Les caves étaient remplies de vieux vêtements, des affaires récupérées sur ceux qui venaient à la Demeure du Noir et du Blanc pour boire la paix dans le bassin du temple. On pouvait tout trouver, ici, depuis les haillons de mendiant jusqu’à de riches soieries et brocarts. Un laideron devrait s’habiller avec laideur, décida-t-elle, aussi opta-t-elle pour une cape brune tachée, râpée sur les bords, une tunique verte moisie qui empestait la poiscaille, et une lourde paire de bottes. En tout dernier lieu, elle empauma son canif.

Rien ne pressait, aussi décida-t-elle de faire le long détour par le port Pourpre. Elle traversa le pont, jusqu’à l’île des Dieux. Ici, entre les temples, Cat des Canaux avait vendu des coques et des moules, chaque fois que coulait le sang du cycle lunaire de Talea, la fille de Brusco, et qu’elle devait rester couchée. Elle s’attendait à moitié à trouver aujourd’hui Talea en train de vendre ses denrées, peut-être face à la Garenne, où se dressaient les modestes autels abandonnés de tous les petits dieux oubliés, mais c’était absurde. La journée était trop froide, et Talea n’aimait pas s’éveiller si tôt. La statue devant le temple de la Dame éplorée de Lys versait des larmes d’argent quand passa la laideronne. Dans les Jardins de Gelenei se dressait un arbre doré haut de cent pieds avec des feuilles d’argent battu. Le feu des torches brillait derrière des vitraux en verre plombé, dans le temple de bois du Maître de l’Harmonie, présentant une demi-centaine de papillons dans toute la richesse de leurs coloris.

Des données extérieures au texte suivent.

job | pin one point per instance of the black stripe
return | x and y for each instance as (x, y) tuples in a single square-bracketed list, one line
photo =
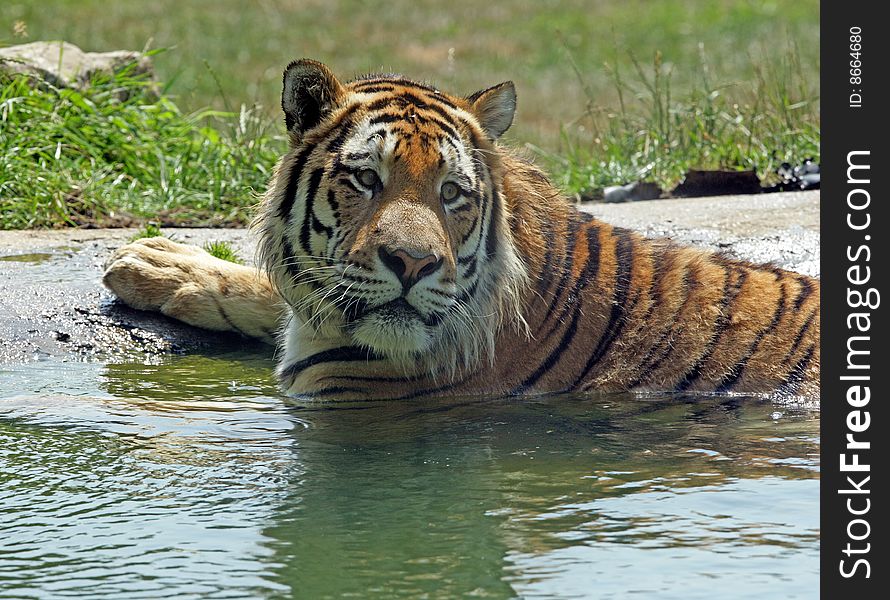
[(546, 274), (345, 125), (375, 89), (805, 291), (342, 354), (491, 239), (293, 181), (720, 327), (225, 316), (591, 269), (572, 228), (799, 337), (624, 257), (687, 285), (553, 357), (311, 190), (386, 118), (796, 376), (738, 369)]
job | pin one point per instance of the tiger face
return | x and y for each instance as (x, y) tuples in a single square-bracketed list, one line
[(386, 223)]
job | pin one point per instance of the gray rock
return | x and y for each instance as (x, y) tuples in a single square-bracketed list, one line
[(53, 305), (65, 65)]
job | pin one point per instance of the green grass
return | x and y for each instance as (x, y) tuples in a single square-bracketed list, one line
[(223, 250), (92, 158), (609, 92), (657, 137), (462, 45), (148, 230)]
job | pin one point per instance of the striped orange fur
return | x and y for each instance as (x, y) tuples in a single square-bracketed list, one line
[(416, 256)]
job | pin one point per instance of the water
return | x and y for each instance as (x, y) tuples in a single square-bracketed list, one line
[(193, 478)]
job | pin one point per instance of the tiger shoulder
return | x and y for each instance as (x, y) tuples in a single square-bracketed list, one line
[(413, 255)]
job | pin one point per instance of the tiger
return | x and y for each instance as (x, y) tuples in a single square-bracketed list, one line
[(406, 252)]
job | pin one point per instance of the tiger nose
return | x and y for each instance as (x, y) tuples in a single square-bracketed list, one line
[(408, 267)]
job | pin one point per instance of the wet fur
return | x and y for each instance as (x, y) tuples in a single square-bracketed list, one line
[(560, 301)]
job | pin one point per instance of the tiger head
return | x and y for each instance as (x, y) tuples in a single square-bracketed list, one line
[(386, 221)]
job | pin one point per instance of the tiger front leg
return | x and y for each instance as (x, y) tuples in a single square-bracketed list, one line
[(187, 283)]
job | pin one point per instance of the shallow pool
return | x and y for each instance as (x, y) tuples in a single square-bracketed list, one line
[(194, 478)]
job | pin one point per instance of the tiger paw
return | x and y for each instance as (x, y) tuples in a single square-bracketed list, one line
[(148, 273)]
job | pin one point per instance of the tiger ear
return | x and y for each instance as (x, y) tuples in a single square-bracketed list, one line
[(494, 107), (310, 93)]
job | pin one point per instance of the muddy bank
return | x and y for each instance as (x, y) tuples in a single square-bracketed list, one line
[(52, 303)]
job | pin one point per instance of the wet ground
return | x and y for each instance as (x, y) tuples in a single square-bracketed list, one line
[(144, 459), (52, 303)]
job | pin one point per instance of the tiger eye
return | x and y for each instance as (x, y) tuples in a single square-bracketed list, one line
[(369, 178), (450, 191)]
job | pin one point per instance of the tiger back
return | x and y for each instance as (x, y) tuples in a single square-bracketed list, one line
[(420, 257)]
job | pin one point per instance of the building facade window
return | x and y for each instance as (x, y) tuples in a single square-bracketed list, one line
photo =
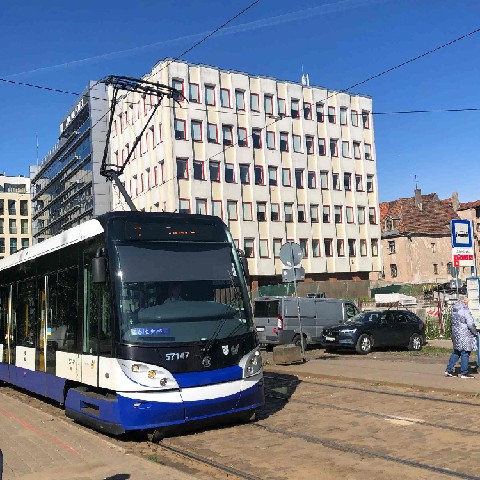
[(248, 248), (363, 247), (354, 118), (240, 99), (322, 147), (272, 176), (212, 133), (247, 211), (324, 180), (326, 214), (257, 137), (184, 205), (196, 127), (180, 129), (307, 111), (225, 98), (361, 215), (244, 174), (227, 134), (254, 102), (263, 248), (347, 181), (229, 173), (275, 212), (369, 183), (194, 92), (198, 170), (270, 137), (297, 143), (258, 175), (320, 112), (393, 270), (338, 214), (288, 212), (332, 117), (328, 247), (201, 206), (268, 104), (210, 95), (242, 137), (261, 212), (232, 210), (214, 169), (294, 108), (182, 168), (217, 208), (352, 247)]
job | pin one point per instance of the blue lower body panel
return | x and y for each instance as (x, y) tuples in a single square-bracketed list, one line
[(41, 383)]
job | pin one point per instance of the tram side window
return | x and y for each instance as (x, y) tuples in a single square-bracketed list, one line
[(63, 296), (25, 333), (97, 332), (4, 294)]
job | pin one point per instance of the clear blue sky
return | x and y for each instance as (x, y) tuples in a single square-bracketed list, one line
[(63, 44)]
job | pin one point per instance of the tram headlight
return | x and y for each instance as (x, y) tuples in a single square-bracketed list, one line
[(253, 364)]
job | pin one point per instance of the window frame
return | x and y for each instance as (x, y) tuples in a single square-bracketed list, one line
[(229, 103), (210, 88)]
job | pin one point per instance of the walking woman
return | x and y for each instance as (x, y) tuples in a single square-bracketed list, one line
[(464, 338)]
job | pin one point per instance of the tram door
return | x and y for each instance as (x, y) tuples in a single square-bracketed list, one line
[(4, 331)]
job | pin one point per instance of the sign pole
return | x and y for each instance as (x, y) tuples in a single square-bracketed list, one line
[(298, 308)]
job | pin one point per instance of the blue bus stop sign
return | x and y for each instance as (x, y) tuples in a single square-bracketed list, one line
[(462, 234)]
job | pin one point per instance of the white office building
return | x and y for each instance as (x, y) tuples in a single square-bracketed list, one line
[(277, 161)]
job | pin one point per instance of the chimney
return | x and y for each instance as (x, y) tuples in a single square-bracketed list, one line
[(418, 198), (455, 202)]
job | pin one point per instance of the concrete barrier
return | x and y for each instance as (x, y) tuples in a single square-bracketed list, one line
[(286, 354)]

Une fois, se souvint la petite, la Femme du Matelot l’avait amenée faire sa tournée avec elle en lui contant des anecdotes sur les dieux les plus insolites de la ville. « Là, c’est la demeure du Pâtre suprême. Cette tour aux trois tourelles appartient à Trios Tricéphale. La première tête dévore les mourants, et les ressuscités émergent de la troisième. Je ne sais pas ce qu’est censée faire celle du milieu. Voilà les Pierres du dieu de Silence, et là, l’entrée du Dédale du Concepteur. Seuls ceux qui apprendront à suivre le bon chemin trouveront la voie de la sagesse, selon les prêtres du Dessin. Au-delà, au bord du canal, c’est le temple d’Aquan le Taureau rouge. Tous les treize jours, ses prêtres tranchent la gorge d’un veau d’un blanc immaculé et offrent des coupes de sang aux mendiants. »

Ce n’était pas un treizième jour, apparemment ; le parvis du Taureau rouge était vide. Les dieux frères, Semosh et Selloso, rêvaient dans des temples jumeaux sur des berges opposées du canal noir, reliés par un pont de pierre sculptée. La fillette le franchit en ce point pour se diriger vers les quais, avant de traverser le port du Chiffonnier et longer les flèches et les dômes à demi engloutis de la Ville noyée.